Operator, we've got time for one more questions and then I will close.

Operator

We have Matt Roden with UBS.

Matthew Roden - UBS Investment Bank, Research Division

Real quick. First, Tony, earlier in the call, you mentioned that the cardiac safety events as reflected in the label haven't really had much impact on the uptake of the drug. But I was wondering coming from another angle, if you could comment on what you're seeing, and realizing it's still early, but anything you're seeing in the real world pharmacovigilance in terms of cardiovascular events, vis-a-vis rates sort of talked about in the label and your clinical trial experience. And then secondly, Barbara, in terms of front-line development of Kyprolis plans for 2013, can you just share with us, amplify maybe your current thinking on end points and whether or not we should be thinking about the potential for you to tease out superiority on any potential lines versus Velcade and maybe CRH or neurotoxicity?

N. Anthony Coles

Okay. Barb, do you want to just talk a little bit about our pharmacovigilance experience?

Barbara Klencke

The -- obviously, the company takes patient safety extremely safe -- seriously. And we've got all the normal pharmacovigilance surveillance mechanisms in place. So we are monitoring this carefully. And at this stage, our estimates are that we're not seeing anything that seems out of the ordinary compared to what's in the label.

N. Anthony Coles

And then on our front-line, now, Matt, we are going to have an Analyst Day coming up very shortly. So -- and we'll be able to have the experts inside the company talk about our front-line strategy. I think we will be looking to demonstrate superiority wherever we possibly can. The nice thing about our approach is the ENDEAVOR study is already up and running in relapsed 1 to 3 prior therapies, and then this front-line strategy really should give us a broad landscape of understanding of the potential for Kyprolis everywhere in myeloma. The data about smoldering myeloma is going to be very interesting. So we're looking that as well that Barb mentioned. But stay tuned for Analyst Day. We're looking for some coming attractions there.

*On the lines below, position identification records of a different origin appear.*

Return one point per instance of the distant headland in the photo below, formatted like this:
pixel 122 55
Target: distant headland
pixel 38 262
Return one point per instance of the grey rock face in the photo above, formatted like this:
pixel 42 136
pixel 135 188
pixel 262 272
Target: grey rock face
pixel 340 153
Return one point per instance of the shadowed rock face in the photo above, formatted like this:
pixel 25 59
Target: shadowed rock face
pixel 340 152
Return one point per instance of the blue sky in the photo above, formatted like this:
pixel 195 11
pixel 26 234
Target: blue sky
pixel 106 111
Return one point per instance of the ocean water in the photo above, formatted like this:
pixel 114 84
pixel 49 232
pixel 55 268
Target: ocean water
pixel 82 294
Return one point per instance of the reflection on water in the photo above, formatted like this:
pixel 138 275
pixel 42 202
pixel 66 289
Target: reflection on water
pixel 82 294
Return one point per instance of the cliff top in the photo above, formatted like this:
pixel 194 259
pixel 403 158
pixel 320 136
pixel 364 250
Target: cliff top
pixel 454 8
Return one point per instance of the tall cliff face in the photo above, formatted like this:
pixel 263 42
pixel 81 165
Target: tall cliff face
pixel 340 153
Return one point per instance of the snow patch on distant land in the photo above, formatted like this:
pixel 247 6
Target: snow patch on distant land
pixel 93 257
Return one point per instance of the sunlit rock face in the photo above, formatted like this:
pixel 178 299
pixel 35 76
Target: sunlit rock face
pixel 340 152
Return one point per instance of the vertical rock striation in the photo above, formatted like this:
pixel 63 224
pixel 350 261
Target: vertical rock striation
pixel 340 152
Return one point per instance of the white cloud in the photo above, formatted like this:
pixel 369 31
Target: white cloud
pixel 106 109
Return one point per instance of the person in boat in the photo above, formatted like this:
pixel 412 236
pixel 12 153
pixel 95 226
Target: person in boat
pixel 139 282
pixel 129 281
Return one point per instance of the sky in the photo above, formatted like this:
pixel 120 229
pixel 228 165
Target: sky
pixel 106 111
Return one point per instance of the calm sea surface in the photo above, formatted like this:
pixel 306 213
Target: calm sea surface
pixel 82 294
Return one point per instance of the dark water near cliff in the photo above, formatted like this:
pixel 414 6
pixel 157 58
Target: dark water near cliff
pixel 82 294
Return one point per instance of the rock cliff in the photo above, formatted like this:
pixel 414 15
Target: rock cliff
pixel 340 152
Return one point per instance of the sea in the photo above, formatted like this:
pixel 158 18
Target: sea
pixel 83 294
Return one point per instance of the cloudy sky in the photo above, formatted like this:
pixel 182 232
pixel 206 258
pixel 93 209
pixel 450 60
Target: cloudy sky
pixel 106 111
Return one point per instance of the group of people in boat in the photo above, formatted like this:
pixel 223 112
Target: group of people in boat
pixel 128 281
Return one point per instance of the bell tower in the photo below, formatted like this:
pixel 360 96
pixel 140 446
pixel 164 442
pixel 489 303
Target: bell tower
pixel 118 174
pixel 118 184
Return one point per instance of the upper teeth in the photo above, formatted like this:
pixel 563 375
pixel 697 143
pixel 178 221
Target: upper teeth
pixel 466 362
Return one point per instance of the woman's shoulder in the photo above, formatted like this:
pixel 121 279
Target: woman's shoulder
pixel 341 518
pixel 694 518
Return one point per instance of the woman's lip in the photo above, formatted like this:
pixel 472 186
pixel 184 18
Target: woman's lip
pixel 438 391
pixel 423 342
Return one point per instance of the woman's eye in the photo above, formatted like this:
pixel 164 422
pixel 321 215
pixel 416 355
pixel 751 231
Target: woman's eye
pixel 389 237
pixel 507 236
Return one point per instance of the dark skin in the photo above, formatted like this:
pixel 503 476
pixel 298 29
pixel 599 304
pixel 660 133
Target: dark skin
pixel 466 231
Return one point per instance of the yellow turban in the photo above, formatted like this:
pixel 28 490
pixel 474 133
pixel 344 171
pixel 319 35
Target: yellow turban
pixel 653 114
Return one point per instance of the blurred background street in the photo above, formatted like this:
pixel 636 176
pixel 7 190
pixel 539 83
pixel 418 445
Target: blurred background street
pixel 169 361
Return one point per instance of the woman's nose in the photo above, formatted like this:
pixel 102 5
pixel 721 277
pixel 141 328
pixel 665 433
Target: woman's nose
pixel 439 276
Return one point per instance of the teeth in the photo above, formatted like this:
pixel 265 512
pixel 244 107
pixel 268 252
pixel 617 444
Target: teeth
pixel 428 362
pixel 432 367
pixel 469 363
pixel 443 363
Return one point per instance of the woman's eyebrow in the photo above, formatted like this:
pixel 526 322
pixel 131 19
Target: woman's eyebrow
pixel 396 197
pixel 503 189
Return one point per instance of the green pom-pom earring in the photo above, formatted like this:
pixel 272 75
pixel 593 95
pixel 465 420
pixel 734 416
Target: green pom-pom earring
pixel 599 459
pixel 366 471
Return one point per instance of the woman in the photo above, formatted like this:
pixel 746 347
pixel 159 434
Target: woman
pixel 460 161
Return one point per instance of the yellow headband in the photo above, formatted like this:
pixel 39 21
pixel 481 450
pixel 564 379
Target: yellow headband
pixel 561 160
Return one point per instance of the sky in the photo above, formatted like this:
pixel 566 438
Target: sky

I'm going to close by I think just saying that last year really was a remarkable year for Onyx. We've got 26% increase in product-related revenues compared to 2011. We've got a great opportunity across the portfolio with the proteasome inhibitors, the kinase inhibitors and now recently with palbociclib, or PD-991, and the 8% royalty that we can expect should that fail to come to market. Helen has given you color on the market research and the commercial experience with Kyprolis in excess of the 30% patient share, 70% of physicians are reinforcing the notion that they plan to increase their usage for Kyprolis. We think these are all good indicators and part of a very important dashboard of the measures of success. But the story is just beginning. There are, I think, blockbuster therapies across 2 strong franchises, upside from our partnerships and the opportunity for us to generate multiple revenue stream. So this is something that is literally unfolding before our very eyes and we appreciate your support. Thank you for joining us today, and it's been a pleasure to work with you through 2012.

Operator

Thank you, ladies and gentlemen. This concludes Onyx Pharmaceutical Incorporated's conference call. Thank you for participating. You may now disconnect.